By Chris Ciaccia, ,
Published September 27, 2018
A 3,500-year-old bronze hand decorated with a gold cuff has been unearthed in Switzerland, leading some to theorize it may be the earliest known metal prosthetic.
The hand was crafted during the Bronze Age, dating between 1,400 and 1,500 B.C., according to National Geographic.
At the bottom of the hand is a socket, an indication that it was either used to fit over something, such as holding a statue or scepter or even used as a prosthetic, according to Andrea Schaer, head of the Ancient History and Roman Archeology Department at the Archaeological Service of the Canton of Bern, who spoke to National Geographic.
"We had never seen anything like it," Schaer told the website. "We weren't sure if it was authentic or not — or even what it was."
What makes this such a remarkable find is that there "has never been a comparable sculpture dating from the Bronze Age in Central Europe," making it "a unique and remarkable object."
The hand will be on display from Sept. 18 to Oct. 14, 2018 at the NMB Nouveau Musée Bienne.
The discovery was made near Lake Biel in October 2017. Included in the find were a bronze dagger and a rib bone, which were handed over to the Archaeological Service of the Canton of Bern.

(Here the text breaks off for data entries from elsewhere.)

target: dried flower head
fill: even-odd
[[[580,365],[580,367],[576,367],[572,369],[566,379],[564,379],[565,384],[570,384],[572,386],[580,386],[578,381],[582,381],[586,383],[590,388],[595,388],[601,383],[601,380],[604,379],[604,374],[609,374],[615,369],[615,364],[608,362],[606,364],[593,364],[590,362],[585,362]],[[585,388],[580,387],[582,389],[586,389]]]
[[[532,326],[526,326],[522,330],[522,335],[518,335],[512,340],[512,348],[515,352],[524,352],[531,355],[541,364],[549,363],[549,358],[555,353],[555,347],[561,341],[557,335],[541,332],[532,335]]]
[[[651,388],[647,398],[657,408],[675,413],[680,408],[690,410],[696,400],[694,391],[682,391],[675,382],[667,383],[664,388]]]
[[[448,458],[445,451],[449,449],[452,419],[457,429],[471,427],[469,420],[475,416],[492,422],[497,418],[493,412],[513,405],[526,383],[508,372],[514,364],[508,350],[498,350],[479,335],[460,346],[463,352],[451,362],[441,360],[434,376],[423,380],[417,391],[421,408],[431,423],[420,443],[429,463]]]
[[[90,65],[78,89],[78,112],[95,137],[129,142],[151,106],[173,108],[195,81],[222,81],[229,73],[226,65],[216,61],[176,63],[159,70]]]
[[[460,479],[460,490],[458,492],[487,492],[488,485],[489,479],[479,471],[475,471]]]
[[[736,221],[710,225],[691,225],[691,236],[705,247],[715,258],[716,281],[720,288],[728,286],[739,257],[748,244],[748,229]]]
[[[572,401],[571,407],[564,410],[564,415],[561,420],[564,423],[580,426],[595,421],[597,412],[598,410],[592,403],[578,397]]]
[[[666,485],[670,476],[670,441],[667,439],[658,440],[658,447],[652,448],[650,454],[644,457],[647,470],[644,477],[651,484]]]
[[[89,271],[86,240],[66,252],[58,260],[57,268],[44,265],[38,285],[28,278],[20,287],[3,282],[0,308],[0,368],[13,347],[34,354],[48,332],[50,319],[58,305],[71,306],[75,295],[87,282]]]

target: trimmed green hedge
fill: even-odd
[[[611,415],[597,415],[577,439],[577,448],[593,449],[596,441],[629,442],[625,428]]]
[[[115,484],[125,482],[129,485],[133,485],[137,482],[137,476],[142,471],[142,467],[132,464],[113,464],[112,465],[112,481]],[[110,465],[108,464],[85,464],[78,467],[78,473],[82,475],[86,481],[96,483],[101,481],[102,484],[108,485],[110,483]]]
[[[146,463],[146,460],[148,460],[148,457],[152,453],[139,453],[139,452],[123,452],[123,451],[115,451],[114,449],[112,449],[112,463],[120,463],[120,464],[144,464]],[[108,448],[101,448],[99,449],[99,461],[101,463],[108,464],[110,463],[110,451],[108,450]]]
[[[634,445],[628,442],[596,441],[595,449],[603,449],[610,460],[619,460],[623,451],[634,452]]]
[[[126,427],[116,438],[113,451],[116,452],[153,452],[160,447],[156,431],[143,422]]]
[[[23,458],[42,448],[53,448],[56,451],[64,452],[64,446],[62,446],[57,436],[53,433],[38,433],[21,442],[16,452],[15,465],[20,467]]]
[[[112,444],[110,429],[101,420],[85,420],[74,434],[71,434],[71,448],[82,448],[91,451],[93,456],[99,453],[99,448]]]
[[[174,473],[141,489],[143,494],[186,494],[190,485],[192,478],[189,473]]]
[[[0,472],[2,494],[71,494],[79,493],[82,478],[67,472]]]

"Carbon dating 14 determined that the bronze hand dated from 1500 to 1400 BCE," a Google Translate version of the statement reads.
The statement continues: "These two dates, located in the Middle Bronze Age, are consistent with the dagger blade. The first analysis done on the metals used to make the hand confirm that they are alloys current at this time."
A broken-off finger was also found at the site, giving further evidence that the hand was was buried.
In addition to the aforementioned findings, Schafer and her colleagues found a damaged grave near Prêles, which included the bones of an adult man, a bronze fibula, a spiral-shaped bronze hair ornament and tiny pieces of gold plate, LiveScience reports.
The archaeologists also found a stone structure constructed and the owner of the bronze hand was placed over the structure on purpose, the experts said. "He must have been a high-ranking character," the archaeologists said.